Jetzt ist Gaßmann also ausgestiegen. Zu den Hintergründen will er sich derzeit nicht äußern. Für die übrigen Kleinaktionäre gibt es rund 400 Euro als Abfindung. Finanziell dürfte sich der lange Atem der Reichelt-Anhänger damit ausgezahlt haben: Der Börsenkurs hatte in den 90er-Jahren noch bei rund 30 Euro gelegen und war im Juli 2008 auf 750 Euro geklettert.
Damit gehörten die Reichelt-Anteile – ebenso wie die von Hageda – eine Zeitlang zu den teuersten Aktien in Deutschland. Bereits 2007 waren die Anteilseigner des Kölner Großhändlers ausbezahlt worden: Bei einem Nennwert von 25 Euro gab es 2231 Euro je Anteilsschein. Auch die Stumpf-Aktionäre wurden vor fünf Jahren abgefunden.
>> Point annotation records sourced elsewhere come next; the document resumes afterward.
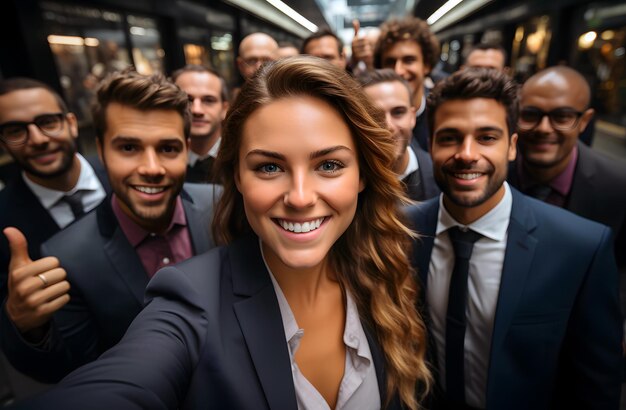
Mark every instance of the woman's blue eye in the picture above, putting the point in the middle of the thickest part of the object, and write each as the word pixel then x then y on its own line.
pixel 330 166
pixel 269 168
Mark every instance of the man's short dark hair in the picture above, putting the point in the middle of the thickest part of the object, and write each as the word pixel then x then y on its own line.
pixel 476 82
pixel 384 75
pixel 142 92
pixel 410 28
pixel 23 83
pixel 325 32
pixel 485 47
pixel 196 68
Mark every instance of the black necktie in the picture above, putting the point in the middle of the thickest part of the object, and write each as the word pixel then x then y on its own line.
pixel 463 243
pixel 75 202
pixel 540 192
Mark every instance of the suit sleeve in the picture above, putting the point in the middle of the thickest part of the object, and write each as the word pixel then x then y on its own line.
pixel 71 341
pixel 592 357
pixel 151 367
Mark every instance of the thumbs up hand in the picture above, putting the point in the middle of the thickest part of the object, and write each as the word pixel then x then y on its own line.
pixel 362 50
pixel 36 289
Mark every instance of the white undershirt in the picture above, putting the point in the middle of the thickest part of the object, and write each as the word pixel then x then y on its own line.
pixel 485 272
pixel 359 386
pixel 60 211
pixel 192 157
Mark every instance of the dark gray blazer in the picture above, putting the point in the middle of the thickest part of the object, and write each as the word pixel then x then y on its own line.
pixel 211 337
pixel 557 333
pixel 107 283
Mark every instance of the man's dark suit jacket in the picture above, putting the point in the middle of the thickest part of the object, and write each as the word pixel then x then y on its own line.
pixel 19 207
pixel 598 193
pixel 107 283
pixel 557 328
pixel 420 184
pixel 211 337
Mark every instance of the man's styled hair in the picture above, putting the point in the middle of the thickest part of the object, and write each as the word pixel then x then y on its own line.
pixel 325 32
pixel 384 75
pixel 476 82
pixel 485 47
pixel 142 92
pixel 410 28
pixel 195 68
pixel 23 83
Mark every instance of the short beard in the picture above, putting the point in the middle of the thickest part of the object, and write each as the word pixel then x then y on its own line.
pixel 69 152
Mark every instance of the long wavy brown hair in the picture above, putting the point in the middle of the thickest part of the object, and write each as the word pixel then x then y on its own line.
pixel 371 257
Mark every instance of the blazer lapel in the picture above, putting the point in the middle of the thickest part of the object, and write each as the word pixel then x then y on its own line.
pixel 519 254
pixel 197 223
pixel 120 252
pixel 261 324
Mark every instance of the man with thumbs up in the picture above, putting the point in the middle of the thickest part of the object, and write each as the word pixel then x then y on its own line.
pixel 39 133
pixel 50 323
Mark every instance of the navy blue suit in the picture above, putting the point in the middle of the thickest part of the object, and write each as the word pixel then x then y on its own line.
pixel 107 283
pixel 557 329
pixel 211 337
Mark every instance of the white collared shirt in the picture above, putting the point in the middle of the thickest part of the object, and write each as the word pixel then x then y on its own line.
pixel 485 273
pixel 359 385
pixel 411 166
pixel 192 157
pixel 59 210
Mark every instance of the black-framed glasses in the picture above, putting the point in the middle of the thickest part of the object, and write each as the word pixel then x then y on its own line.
pixel 16 132
pixel 562 119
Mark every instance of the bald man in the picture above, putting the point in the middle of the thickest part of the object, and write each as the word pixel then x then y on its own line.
pixel 555 167
pixel 255 50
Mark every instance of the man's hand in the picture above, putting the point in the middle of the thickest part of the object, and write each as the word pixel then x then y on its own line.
pixel 362 49
pixel 36 289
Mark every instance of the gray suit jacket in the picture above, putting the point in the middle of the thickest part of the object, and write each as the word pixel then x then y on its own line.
pixel 107 282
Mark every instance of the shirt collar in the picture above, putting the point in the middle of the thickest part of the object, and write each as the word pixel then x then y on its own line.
pixel 87 181
pixel 411 166
pixel 135 233
pixel 192 157
pixel 494 224
pixel 353 333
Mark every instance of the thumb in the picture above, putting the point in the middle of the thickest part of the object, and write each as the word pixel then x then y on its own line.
pixel 18 246
pixel 356 24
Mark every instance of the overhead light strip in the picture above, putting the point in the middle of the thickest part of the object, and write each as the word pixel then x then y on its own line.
pixel 294 15
pixel 443 10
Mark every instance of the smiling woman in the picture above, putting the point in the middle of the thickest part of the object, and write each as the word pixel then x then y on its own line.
pixel 311 301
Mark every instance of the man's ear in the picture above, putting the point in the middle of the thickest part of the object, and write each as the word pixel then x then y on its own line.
pixel 584 119
pixel 72 122
pixel 99 148
pixel 512 148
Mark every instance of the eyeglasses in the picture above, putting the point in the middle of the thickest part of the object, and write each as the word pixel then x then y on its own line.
pixel 256 61
pixel 16 132
pixel 562 119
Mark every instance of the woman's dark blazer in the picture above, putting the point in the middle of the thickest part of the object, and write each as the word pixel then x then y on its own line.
pixel 211 336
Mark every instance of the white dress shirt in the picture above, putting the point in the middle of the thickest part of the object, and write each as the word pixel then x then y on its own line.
pixel 359 385
pixel 192 157
pixel 485 272
pixel 51 199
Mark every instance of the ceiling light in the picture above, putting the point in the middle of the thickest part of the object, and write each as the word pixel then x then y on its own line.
pixel 291 13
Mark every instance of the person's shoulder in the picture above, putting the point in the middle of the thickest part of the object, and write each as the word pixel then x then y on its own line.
pixel 202 194
pixel 610 169
pixel 559 220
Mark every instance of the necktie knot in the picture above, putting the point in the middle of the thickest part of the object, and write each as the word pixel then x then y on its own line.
pixel 463 241
pixel 75 202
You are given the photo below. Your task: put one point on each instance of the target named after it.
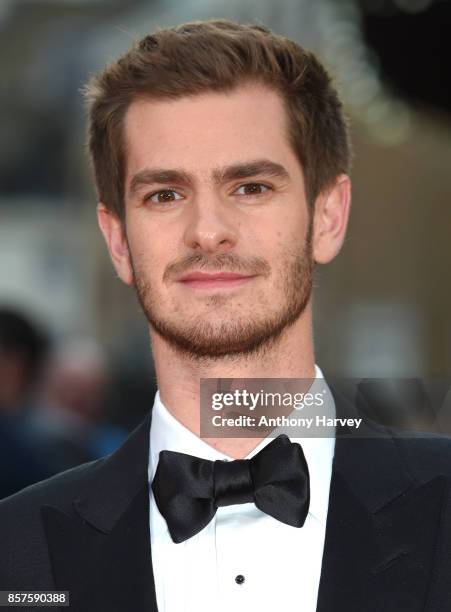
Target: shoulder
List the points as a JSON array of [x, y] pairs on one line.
[[57, 490], [24, 560], [426, 455], [20, 514]]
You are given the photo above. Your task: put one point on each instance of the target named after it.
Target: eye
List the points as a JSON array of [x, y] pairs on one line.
[[164, 196], [250, 189]]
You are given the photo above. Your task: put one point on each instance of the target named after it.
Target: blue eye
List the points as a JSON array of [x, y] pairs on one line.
[[250, 189], [164, 196]]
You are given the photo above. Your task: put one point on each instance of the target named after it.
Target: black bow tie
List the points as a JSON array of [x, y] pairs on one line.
[[188, 490]]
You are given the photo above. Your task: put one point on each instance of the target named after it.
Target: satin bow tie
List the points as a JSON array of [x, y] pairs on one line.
[[188, 490]]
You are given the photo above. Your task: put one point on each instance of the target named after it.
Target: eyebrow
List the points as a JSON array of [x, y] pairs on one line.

Die Gründe für die hohe Bewertung liegen in der engen Verflechtung der Firmen mit Phoenix: Alle vier Unternehmen halten substantielle Anteile am Mannheimer Pharmahändler. Als Verpächter verschiedener Niederlassungen erhalten die Unternehmen außerdem Einnahmen aus Verträgen mit der deutschen Großhandelstochter – und übrigens auch mit dem formal nicht mehr zur Gruppe gehörenden Münchener Großhändler Hageda-Stumpf. Dieses Modell der Betriebspacht wurde langfristig angelegt: Alleine der Vertrag mit Stumpf läuft bis 2025. Ob Merckle die verflochtene Struktur aufrecht erhält, wenn der letzte Kleinaktionär ausbezahlt ist, wird sich zeigen.